I’m not going to spoil the ending in this review, but I feel like just giving you the premise might do it already. The episode starts with a crew of five astronauts preparing to launch on the first manned mission to Mars. As the countdown is beginning, they hear from the radio and ground crew that a nuclear war has started. By the time the countdown ends, it seems like most of the world has gone up in flames and the crew faces a grim decision: stay on what could be a doomed Earth or leave on a one-way trip to Mars. They decide to go to Mars. Most of the episode is about that trip which takes weeks, and how the crew deals with the isolation, grief, and pointlessness of their existence.
If that had been the episode, it would have been good.

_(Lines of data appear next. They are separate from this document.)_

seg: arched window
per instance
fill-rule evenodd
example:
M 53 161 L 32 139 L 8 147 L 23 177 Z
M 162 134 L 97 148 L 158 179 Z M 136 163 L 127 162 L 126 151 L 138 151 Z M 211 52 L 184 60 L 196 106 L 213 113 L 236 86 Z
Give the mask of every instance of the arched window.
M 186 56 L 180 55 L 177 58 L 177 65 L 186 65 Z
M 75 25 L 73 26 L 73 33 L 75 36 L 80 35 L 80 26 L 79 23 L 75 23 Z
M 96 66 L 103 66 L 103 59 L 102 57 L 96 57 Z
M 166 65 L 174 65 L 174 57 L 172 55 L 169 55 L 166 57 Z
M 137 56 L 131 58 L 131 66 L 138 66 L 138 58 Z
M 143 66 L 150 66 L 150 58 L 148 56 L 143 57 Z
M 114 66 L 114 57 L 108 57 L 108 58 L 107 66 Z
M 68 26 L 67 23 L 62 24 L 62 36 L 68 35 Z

The cast really brought the characters into a dark place and we felt their despair at trying to keep upbeat about an unpleasant mission with the constant nagging sense of “Why are we doing this?” Is it really an achievement to go to Mars if no one is left on Earth to celebrate it? Do they owe it to the human race to complete its final crowning achievement or should they just go home and die with the rest of them? These are powerful and thoughtful questions.
About halfway through, something happens which I won’t describe, but it throws things into a new direction. Suffice to say, it’s an ending I spent the whole episode thinking would happen and was disappointed to be right. The show didn’t even put much effort into hiding the twist (I mean, even the name of the episode gave it away) and it wasn’t even that original a twist.
By the end, I had really mixed feelings about the episode. It felt more like Twilight Zone than “The Wunderkind,” but less original or interesting. At least “Wunderkind” tried to do something different with the sci-fi anthology format. “Six Degrees” just ended up feeling like a retread of countless other sci-fi stories with That Big Twist.
If “Six Degrees of Freedom” had just done the story straight from the beginning and carried it through to the end, it would have been a deep and haunting episode with powerful performances. Four stars for being kind of bleak and depressing, but still good. The twist ending actually made it less interesting, so we end up at three stars. Good but not great.
Yet we could almost throw in an extra star for including the 2014 ska-punk anthem “Family” by the Interrupters as a critical plot point. I mean, how many movies or TV shows have a group of people in a near or distant future who inexplicably love a song from the 1960s?